Following this unsatisfactory response my innate stubborness kicked in and I have stopped wearing a mask on the school premises. I rather ostentatiously make sure to keep myself well apart from the mask wearers, so as not to infect them with my asymptomatic yet potentially deadly presence. I stand alone and silent, a strange grumpy man with shockingly exposed nostrils, usually wearing my headphones or reading a book to signal my exiled status. Nobody has ever challenged me or commented on my masklessness. In fact, other parents do sometimes sidle up and talk to me; I appreciate these small acts of kindness towards the unclean.

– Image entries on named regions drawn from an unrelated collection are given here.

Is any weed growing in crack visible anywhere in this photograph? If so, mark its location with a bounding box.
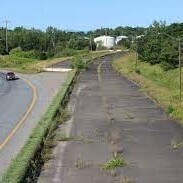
[102,155,126,170]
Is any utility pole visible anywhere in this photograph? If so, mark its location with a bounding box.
[178,38,182,104]
[4,20,10,53]
[90,34,93,52]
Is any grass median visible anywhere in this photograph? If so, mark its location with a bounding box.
[0,70,77,183]
[113,52,183,124]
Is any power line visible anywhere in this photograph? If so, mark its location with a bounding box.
[3,20,10,53]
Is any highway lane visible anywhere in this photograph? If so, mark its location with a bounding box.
[0,72,32,144]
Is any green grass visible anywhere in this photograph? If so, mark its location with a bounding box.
[0,51,116,74]
[113,53,183,121]
[0,55,71,73]
[0,70,77,183]
[102,155,126,170]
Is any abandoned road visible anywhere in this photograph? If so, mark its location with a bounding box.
[0,72,67,176]
[39,54,183,183]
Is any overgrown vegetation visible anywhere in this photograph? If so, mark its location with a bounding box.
[113,53,183,121]
[134,21,183,70]
[0,70,76,183]
[102,155,126,170]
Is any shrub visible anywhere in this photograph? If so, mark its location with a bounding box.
[71,55,86,69]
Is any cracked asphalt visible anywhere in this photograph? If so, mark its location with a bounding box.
[38,56,183,183]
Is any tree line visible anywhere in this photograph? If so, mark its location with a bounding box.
[0,21,183,69]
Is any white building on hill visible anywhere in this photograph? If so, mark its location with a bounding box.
[94,36,115,49]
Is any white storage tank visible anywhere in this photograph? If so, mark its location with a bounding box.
[94,36,115,49]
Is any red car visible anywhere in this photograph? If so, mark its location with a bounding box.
[6,72,16,80]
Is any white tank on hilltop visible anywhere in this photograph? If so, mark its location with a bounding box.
[94,36,115,49]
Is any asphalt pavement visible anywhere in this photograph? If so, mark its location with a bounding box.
[0,72,67,176]
[38,54,183,183]
[0,73,32,144]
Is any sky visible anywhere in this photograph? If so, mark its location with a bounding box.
[0,0,183,31]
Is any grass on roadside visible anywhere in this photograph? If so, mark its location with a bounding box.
[113,53,183,121]
[0,51,113,74]
[0,55,71,73]
[0,70,77,183]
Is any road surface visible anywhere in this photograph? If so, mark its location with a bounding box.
[0,72,67,176]
[39,54,183,183]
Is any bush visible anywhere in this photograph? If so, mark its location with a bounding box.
[10,47,38,59]
[71,55,86,69]
[38,52,47,60]
[55,48,77,57]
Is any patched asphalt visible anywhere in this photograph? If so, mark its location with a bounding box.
[39,56,183,183]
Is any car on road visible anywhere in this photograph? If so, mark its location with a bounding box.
[6,72,16,80]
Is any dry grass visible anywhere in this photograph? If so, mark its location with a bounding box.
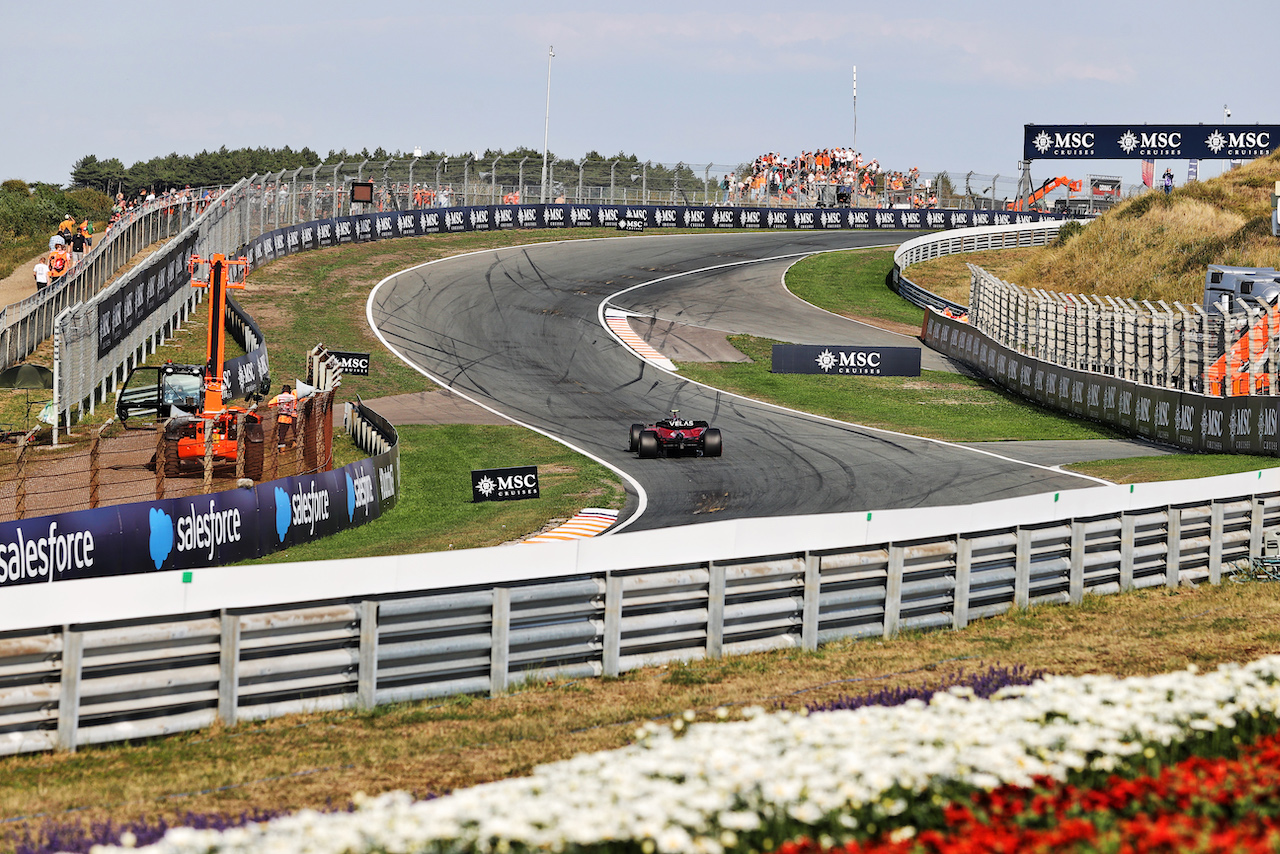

I briefly entertained the preposterously grandiose fantasy that my small act of rebellion would spark an Emperor’s New Clothes-esque awakening and that, inspired by my example, a critical mass of other parents would also cast off their masks. Perhaps I would be like the boy at the end of Dead Poets Society, the one who clambers onto the desk and calls out “O Captain! My Captain!” in solidarity with Robin Williams and inspires half the class to rise and do the same! Alas, you won’t be surprised to learn that no such thing came to pass. The weeks and months have gone by and to this day I remain the only bare-faced parent. Most of the others now undoubtedly think I am a self-important tosser.
You certainly can’t accuse me of any sort of consistency, though, since while carrying out this protest I nonetheless continued to wear my mask in shops and on train journeys. But after the announcement that “Freedom Day” was to be suspended I decided that enough was enough. That was my Peter Finch moment: mad as hell and not going to take it any more.
So I now enter the local supermarket entirely sans mask – not dangling under my nostrils or my chin, or replaced by a piratical bandana, but absent. And here are the three main lessons I have learned so far:
1) It gets easier each time
2) Nobody ever says anything
3) It feels great
Of course I can’t guarantee that there won’t be any unpleasant confrontations in the future. On the whole I suspect that most people don’t particularly care, and those who do object are more likely to tut and roll their eyes than make a scene. I have, though, considered what I will say if challenged. Should I go with the “I’m exempt” line, perhaps citing a hidden disability and expressing outrage if disbelieved? Should I start spouting statistics, whipping out a copy of the Danish mask study from my jacket pocket? Should I maybe disarm any opposition by acting strangely, shouting “I drink your milkshake” with a mad gleam in my eye? It’s tempting.
But I think the best response is suggested by an American “Don’t Do Drugs” video we watched at school when I was about 13. (As it happens I’m now 40 and have never been offered any illegal drugs in my entire life; I sometimes wonder what I’m doing wrong. But that’s an aside). In the film, a girl who for some reason is adamantly opposed to chewing gum is repeatedly offered gum by her friends. “It’s delicious! Why not just try some?” But our heroine always responds: “I don’t chew gum.” No matter what blandishments or stratagems her gum-addicted friends employ, like a stuck record she repeats that one phrase: “I don’t chew gum.” It was a good message about how to say “no” in an assertive fashion and it stuck with me.
So if I am challenged, I have decided that I am just going to say: “I don’t wear a mask.” And I will repeat this as many times as necessary. I won’t apologise. I won’t explain my reasons. Why should I? I will simply state: “I don’t wear a mask.”
Because it’s true. I don’t wear a mask. I’m done with that. And if you don’t want to wear one, you don’t have to either.